Le crédit immobilier facile préoccupe la Banque de France
Les conditions d’octroi des crédits immobiliers en France se dégradent. Pointé du doigt mi-juin par le Haut Conseil de stabilité financière (HCSF), le phénomène s’est trouvé étayé hier par une étude de la Banque de France. Les critères d’octroi «retrouvent parfois les niveaux observés en 2007‑2008. Cela contribue à la dynamique des crédits et à une hausse des prix plus rapide que celle des revenus des ménages»,constatent les auteurs de l’étude.
Alors que l’encours des prêts immobiliers aux ménages a dépassé la barre des 1.000 milliards d’euros en 2018, la durée moyenne des nouveaux prêts accordés était de 19,9 ans l’an dernier. Soit une hausse de onze mois en un an, qui ramène cet indicateur à ses sommets de 2008. Pour les primo-accédants, la durée moyenne atteint 22,1 ans (six mois de plus). Entre-temps, deux spécialistes de l’accession qui prêtaient parfois sur des durées supérieures à trente ans, le Crédit Foncier et le Crédit immobilier de France, ont cessé leur activité.

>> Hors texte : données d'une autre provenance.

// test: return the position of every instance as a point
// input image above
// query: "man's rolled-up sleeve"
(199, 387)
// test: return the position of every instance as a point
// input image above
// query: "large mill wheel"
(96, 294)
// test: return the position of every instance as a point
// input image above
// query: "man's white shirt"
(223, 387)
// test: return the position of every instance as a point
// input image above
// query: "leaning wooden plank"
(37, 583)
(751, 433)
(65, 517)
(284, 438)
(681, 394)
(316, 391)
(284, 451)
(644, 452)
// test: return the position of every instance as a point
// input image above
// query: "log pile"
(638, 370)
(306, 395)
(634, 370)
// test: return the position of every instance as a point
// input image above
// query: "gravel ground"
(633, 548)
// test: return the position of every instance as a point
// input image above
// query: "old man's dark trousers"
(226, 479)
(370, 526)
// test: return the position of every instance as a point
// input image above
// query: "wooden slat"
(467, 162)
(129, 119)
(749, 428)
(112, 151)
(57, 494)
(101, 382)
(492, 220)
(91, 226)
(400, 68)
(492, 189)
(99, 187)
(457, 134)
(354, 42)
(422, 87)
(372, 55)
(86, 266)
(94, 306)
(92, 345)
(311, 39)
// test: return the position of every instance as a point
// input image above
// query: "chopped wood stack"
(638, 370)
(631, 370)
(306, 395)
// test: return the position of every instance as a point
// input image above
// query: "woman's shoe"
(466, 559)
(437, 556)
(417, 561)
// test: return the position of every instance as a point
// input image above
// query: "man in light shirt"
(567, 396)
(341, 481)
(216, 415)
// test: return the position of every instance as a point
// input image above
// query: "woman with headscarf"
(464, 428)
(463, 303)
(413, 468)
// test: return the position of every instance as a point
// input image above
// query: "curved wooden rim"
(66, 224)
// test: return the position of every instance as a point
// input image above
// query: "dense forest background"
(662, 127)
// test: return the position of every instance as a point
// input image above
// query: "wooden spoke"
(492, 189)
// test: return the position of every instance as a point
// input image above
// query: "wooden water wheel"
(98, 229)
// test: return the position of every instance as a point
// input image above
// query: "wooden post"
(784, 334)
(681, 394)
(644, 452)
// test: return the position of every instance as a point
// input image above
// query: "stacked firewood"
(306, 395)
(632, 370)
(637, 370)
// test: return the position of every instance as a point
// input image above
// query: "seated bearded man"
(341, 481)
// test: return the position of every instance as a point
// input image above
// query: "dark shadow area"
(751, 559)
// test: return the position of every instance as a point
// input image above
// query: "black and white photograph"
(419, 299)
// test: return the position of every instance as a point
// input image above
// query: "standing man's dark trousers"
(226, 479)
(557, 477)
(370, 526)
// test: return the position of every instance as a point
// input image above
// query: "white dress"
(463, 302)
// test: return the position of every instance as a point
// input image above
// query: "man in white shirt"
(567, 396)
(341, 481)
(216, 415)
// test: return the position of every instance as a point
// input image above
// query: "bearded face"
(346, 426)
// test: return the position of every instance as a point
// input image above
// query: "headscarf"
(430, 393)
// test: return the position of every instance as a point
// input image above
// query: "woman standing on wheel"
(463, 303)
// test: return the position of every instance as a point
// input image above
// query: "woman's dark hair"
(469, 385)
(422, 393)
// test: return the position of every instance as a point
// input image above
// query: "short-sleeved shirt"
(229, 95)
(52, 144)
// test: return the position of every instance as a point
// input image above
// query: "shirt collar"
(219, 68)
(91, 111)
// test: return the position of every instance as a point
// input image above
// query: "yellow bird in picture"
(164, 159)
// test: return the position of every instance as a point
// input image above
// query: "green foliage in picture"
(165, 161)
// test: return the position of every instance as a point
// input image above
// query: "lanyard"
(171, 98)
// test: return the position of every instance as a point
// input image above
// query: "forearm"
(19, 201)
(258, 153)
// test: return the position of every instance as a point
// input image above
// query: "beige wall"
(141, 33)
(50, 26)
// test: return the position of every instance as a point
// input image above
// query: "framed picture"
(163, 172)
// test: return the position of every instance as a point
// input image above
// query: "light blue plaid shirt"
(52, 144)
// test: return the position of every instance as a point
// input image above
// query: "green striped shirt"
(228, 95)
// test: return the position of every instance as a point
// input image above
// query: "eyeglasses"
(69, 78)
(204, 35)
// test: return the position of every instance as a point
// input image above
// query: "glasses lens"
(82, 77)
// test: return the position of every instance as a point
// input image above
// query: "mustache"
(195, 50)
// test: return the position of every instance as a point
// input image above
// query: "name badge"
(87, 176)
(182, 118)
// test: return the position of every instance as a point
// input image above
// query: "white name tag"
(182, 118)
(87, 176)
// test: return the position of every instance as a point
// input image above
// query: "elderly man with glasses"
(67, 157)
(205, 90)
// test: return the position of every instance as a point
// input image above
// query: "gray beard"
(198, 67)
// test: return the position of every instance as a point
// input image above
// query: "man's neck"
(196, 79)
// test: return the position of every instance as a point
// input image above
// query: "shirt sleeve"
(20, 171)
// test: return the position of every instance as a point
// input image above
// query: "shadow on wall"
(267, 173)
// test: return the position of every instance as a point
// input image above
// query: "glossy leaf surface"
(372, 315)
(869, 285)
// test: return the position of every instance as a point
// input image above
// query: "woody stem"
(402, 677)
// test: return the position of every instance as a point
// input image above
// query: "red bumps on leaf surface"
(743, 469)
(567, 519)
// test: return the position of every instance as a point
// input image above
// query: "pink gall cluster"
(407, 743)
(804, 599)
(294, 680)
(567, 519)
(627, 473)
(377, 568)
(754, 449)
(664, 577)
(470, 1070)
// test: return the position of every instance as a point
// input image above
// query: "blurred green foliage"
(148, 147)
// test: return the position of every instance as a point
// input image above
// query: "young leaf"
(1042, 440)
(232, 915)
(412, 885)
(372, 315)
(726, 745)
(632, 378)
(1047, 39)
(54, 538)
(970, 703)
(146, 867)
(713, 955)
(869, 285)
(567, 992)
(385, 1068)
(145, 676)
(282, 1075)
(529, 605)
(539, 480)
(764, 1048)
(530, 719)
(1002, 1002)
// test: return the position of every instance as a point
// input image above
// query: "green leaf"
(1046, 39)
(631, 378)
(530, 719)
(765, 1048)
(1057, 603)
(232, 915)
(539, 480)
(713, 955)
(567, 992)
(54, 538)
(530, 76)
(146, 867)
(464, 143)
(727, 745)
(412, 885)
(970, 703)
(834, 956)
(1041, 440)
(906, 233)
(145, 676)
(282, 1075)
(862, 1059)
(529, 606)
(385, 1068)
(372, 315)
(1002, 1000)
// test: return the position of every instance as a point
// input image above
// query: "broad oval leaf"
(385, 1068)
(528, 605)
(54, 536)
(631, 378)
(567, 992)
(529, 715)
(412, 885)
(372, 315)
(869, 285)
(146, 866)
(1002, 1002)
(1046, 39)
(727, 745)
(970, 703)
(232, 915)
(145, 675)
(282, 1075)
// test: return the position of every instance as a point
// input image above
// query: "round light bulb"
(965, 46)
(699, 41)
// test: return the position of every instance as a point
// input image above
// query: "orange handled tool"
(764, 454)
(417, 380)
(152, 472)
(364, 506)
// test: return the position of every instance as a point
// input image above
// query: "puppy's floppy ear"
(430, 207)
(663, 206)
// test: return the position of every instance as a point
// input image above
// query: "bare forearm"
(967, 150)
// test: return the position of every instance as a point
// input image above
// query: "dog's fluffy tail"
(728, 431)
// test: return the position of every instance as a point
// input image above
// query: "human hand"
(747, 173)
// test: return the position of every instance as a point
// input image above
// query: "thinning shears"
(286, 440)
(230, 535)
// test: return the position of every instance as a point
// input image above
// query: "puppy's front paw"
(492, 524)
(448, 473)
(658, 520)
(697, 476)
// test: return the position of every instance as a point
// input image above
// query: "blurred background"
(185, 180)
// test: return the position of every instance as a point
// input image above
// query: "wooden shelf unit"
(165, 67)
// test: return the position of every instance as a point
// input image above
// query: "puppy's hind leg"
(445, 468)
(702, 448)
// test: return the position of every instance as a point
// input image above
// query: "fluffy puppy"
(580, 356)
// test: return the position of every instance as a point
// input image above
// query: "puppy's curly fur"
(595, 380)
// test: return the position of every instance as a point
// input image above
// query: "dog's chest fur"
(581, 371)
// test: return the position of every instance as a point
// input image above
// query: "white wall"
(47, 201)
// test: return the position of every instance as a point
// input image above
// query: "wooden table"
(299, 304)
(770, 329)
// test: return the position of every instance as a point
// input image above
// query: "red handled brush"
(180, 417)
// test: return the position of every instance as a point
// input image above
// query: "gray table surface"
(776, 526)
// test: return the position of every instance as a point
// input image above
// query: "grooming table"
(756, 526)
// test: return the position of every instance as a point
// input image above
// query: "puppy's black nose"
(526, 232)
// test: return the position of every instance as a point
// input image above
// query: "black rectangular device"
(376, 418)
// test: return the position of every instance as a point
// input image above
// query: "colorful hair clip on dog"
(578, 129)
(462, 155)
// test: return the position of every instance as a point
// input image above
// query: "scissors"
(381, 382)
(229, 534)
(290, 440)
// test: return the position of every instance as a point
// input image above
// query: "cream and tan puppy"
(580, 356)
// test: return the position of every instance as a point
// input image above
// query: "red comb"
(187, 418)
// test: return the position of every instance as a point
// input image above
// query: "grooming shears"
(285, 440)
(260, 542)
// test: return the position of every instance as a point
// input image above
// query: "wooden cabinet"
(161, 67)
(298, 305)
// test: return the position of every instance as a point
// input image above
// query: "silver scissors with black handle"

Mais une «faible sinistralité»
D’autres indicateurs se dégradent aussi. Il faut désormais 5,2 années de revenus à un ménage pour rembourser la totalité de son prêt. La loan-to-value, qui rapporte le montant du crédit à la valeur du bien, atteint 87,3% et dépasse même 90% chez qui ceux qui achètent pour la première fois. Il s’agit d’un record historique. Seul le taux d’effort moyen, qui mesure l’ensemble des charges récurrentes des emprunteurs par rapport à leurs revenus, n’a pas retrouvé ses sommets : à 30,1%, il bénéficie de la faiblesse des taux d’intérêt et du caractère plat de la courbe des taux.
«Malgré le relâchement observé des critères d’octroi, le marché français du financement de l’habitat continue de bénéficier d’une faible sinistralité», note la Banque de France, avec un taux de défauts trimestriel de 0,18% et un coût du risque de 3 points de base.
Il reste que «cet assouplissement des conditions d’octroi, associé à la dynamique de l’endettement des ménages, soulève des questions sur sa soutenabilité et son impact, à terme, pour la stabilité du système financier», indique l’étude. C’est l’une des raisons qui ont poussé le HCSF à relever le coussin de fonds proprescontracyclique imposé aux banques.